Continuando in questa calzante parafrasi della canzone di Bennato, potremmo dire che il concorso che non c’è, è quel concorso senza i raccomandati, senza le clientele di ogni genere, senza i continui e ripetuti vizi procedurali che vengono puntualmente rilevati dalla giustizia amministrativa.
Le cronache degli ultimi concorsi per la scuola, a partire dal concorso ds del 2004 a finire a quello del 2011, hanno evidenziato palesemente e senza ombra di dubbio che il sistema concorsuale italiano ci fa sognare ed immaginare il concorso che non c’è.

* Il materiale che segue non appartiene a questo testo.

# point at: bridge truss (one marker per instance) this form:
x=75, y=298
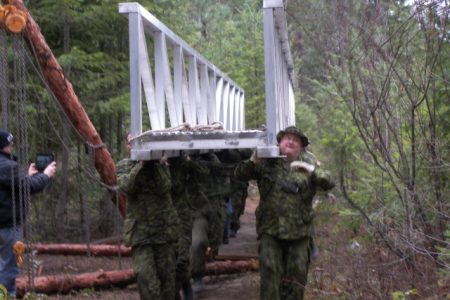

Purtroppo registriamo con amarezza l’intervento della magistratura a sospendere ed annullare in diverse regioni il penoso reclutamento per dirigenti scolastici. Si parla addirittura di un’opera della filiera del crimine, capillare e diffusa in tutto il territorio italiano. L’annullamento del concorso molisano viene considerata solo la punta di un iceberg, che potrebbe avere un seguito anche in altre regioni, qualora la magistratura avvalori gli stessi vizi procedurali.
Nel borsino delle scommesse di quale altro concorso verrà annullato, salgono le quotazioni della Calabria, dove viene fortemente contestato al presidente della commissione d’esame, di aver partecipato, nel marzo 2011 e in qualità di responsabile scientifico, ad un corso di perfezionamento rivolto a dirigenti scolastici in sevizio, ma dove avrebbero partecipato anche, in qualità di vicari, diversi candidati al contestuale concorso per ds in Calabria. In buona sostanza, si presume il vizio procedurale stante nel fatto che il presidente della commissione del concorso ds in Calabria ha accettato l’incarico di presidente del concorso, benché avesse formato, anche se occasionalmente , alcuni tra i partecipanti al concorso medesimo.
Nel borsino delle scommesse sull’annullamento delle prove concorsuali c’è un outsider , che dopo le virulente polemiche del concorso 2004 non avremmo mai immaginato di trovare nell’elenco dei cattivi, è il concorso siciliano.
Si parla di un possibile, ma tutto da verificare, vizio procedurale di incompatibilità di una commissaria di esame, dirigente scolastica in quiescenza. Di che tipo di incompatibilità si tratta? La diligente commissaria, avrebbe incautamente fornito materiale didattico, ad un’associazione che promuove la formazione professionale, per la preparazione di alcuni candidati al concorso. La stessa commissaria sarebbe stata indicata, in alcune brochure pubblicitarie, come relatrice in corsi di preparazione al concorso siciliano.
Anche in questo caso ci sono elementi per procedere ad accertamenti di carattere giudiziario-amministrativo. Rimangono altissime le quotazioni dell’annullamento del concorso anche in Lazio e Lombardia. Come uscire da quello che sembrerebbe il solito pantano concorsuale all’italiana? Non ci resta che osservare sconsolati una triste realtà e, sognare, con la speranza tipica degli intellettuali onesti, il concorso che non c’è.
Nell’ immaginario di questi è utile seguire le indicazioni che ci portano al concorso che non c’è : “seconda stella a destra e poi diritto fino al mattino”.